An Bildern aus Japan und China zeigen sich in extremer Weise kulturelle Differenzen in der architektonischen und sozialökonomischen Struktur urbanen Lebensraums. Die Wahl für die Großformatkamera an dieser Stelle seiner Werkproduktion lässt vermuten, dass Struth diesen ganz anderen, fremden Kulturraum mit all seinen Verzierungen und Attributen so präzise wie möglich einfangen wollte, damit ihm kein Puzzleteil auf dem Weg des Verstehens dieser neuen Welt verloren geht. Die Möglichkeit der präziseren Aufnahmen mittels Großformatkamera wird begleitet von dem Aspekt der Entschleunigung, der dem hektischen Treiben der chinesischen Märkte diametral gegenübersteht.

Struth positioniert sich klar gegen eine spontane Fotografie im Sinne des Cartier-Bressonschen decisive moments. Seine Fotografien folgen vielmehr einer konzeptuellen Vorgehensweise, in der im Vorfeld Ausschnitt, Format und Lichtverhältnis gewählt und berücksichtigt werden.

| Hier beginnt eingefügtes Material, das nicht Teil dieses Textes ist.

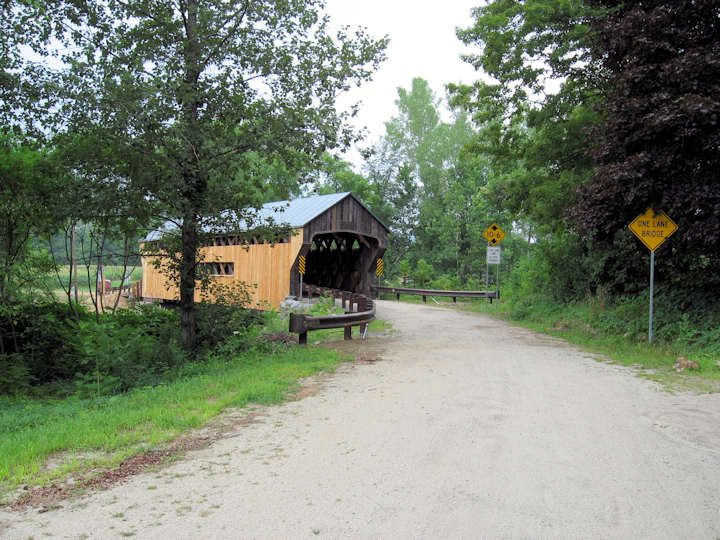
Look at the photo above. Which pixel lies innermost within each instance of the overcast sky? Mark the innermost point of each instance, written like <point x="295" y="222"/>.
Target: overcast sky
<point x="422" y="44"/>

In Hinblick auf die Fotografien chinesischer Großmarktsituationen wie beispielsweise »Jianghan Lu, Wuhan« (1995) zeigt sich das bildnerische Vermögen der Großformatkamera in der Detailvielfalt: eine breite Palette farbiger Couleur verbindet sich mit einem Konvolut an Formvariationen zu einem dicht gewebten Netz, das sich jenseits des fotografischen Abbildes als Bildstruktur erweist.

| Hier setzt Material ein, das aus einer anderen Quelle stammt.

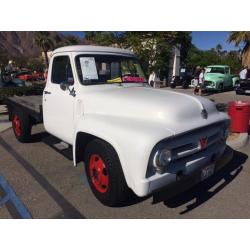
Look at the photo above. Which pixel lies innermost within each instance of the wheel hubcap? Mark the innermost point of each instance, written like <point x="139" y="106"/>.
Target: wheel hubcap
<point x="17" y="125"/>
<point x="98" y="173"/>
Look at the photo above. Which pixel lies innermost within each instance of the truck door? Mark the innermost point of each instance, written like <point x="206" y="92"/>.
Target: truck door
<point x="58" y="103"/>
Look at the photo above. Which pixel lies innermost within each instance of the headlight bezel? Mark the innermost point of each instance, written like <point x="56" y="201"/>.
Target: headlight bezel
<point x="162" y="159"/>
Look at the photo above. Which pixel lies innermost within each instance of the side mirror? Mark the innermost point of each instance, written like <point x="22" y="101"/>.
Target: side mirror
<point x="64" y="86"/>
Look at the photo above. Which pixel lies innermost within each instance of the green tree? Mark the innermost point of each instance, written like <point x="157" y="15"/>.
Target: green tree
<point x="242" y="37"/>
<point x="197" y="57"/>
<point x="36" y="64"/>
<point x="153" y="49"/>
<point x="45" y="42"/>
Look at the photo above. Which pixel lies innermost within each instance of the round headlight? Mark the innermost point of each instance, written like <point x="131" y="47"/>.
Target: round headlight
<point x="162" y="158"/>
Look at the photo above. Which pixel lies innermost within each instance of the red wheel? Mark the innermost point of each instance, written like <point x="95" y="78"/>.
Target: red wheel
<point x="98" y="173"/>
<point x="104" y="173"/>
<point x="17" y="125"/>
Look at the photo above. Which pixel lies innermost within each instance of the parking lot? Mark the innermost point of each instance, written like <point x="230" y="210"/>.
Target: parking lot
<point x="49" y="186"/>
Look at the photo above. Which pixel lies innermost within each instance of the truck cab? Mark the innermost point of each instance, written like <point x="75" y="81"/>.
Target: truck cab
<point x="130" y="136"/>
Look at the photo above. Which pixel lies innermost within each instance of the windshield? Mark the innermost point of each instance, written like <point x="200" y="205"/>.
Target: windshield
<point x="215" y="70"/>
<point x="108" y="69"/>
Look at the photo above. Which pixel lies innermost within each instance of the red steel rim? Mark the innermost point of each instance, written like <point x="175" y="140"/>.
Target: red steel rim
<point x="17" y="125"/>
<point x="98" y="173"/>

Die Fortführung der Reise Struths durch die urbanen Räume der verschiedenen Kontinente begründet die Lust an einer neu aufgelegten Publikation der »Unconscious Places«, die diese Reise weiter begleitet. Auf diese Weise gelingt es dem Betrachter, dem Bildverständnis Struths ein wenig mehr auf die Spur zu kommen: Die einzelnen Fotografien dieser Werkserie fügen sich zu einem dicht gewebten Quilt zusammen, in dem sowohl Einzelbilder als auch Bildfolgen zu einer multivisuellen Einheit verknüpft werden.

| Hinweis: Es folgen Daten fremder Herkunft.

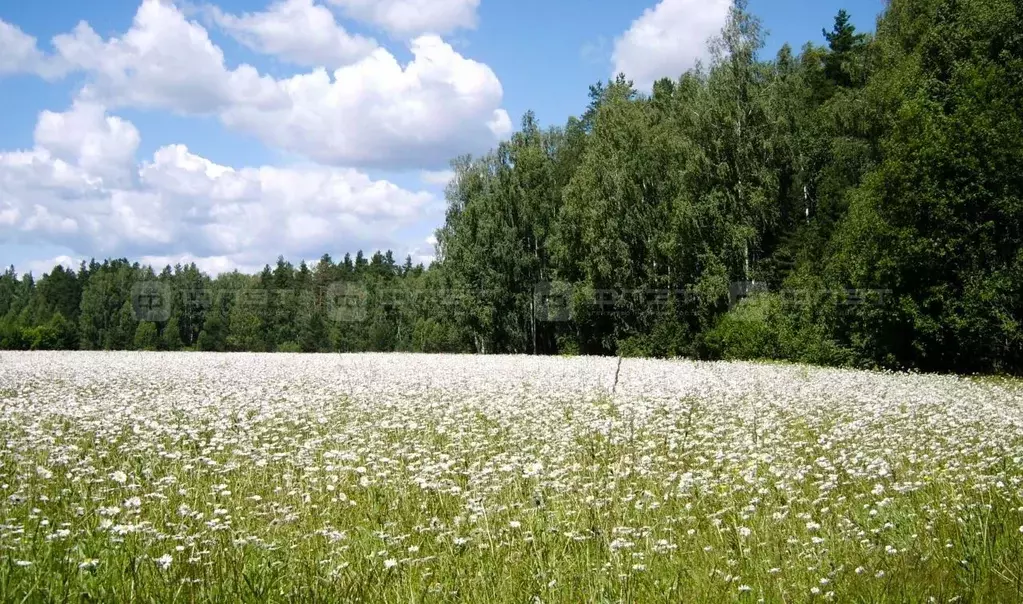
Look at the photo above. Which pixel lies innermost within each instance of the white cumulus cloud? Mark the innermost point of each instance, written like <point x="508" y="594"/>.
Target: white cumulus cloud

Die Publikation ermöglicht mit einer spielerischen Konzeption eine Vielzahl synoptischer Bildvergleiche: Frühe Straßenfotografien werden neben neuere gestellt, farbige Fotografien zwischen eine Reihe von schwarzweißen Fotografien und Bilder einer topologischen Einheit zwar nebeneinander präsentiert, sie bebildern jedoch als Einzelne eine gesamte Seite. Richard Sennett, der einen begleitenden Essay zur Publikation liefert, führt den Leser in die Biografie Struths und in die Werkgenese der »Unconscious Places« ein. Einen Teil des Essays gestaltete er unter Zuhilfenahme eines Interviewkonzepts, für das neun Künstler, Designer und Architekten wie beispielsweise David Chipperfield zu ihrer professionellen Sicht auf neun Architekturfotografien Struths befragt wurden, die dieser vorher selbst mit einem Kommentar versehen hat.

Das umfangreiche Bildmaterial enthält vor allem auch Fotografien, die dem totalen Ausverkauf des Struthschen Werkes bisher verschont geblieben sind. Somit wird ein neuer Blick auf einen der deutschen Starfotografen unserer Zeitmöglich gemacht.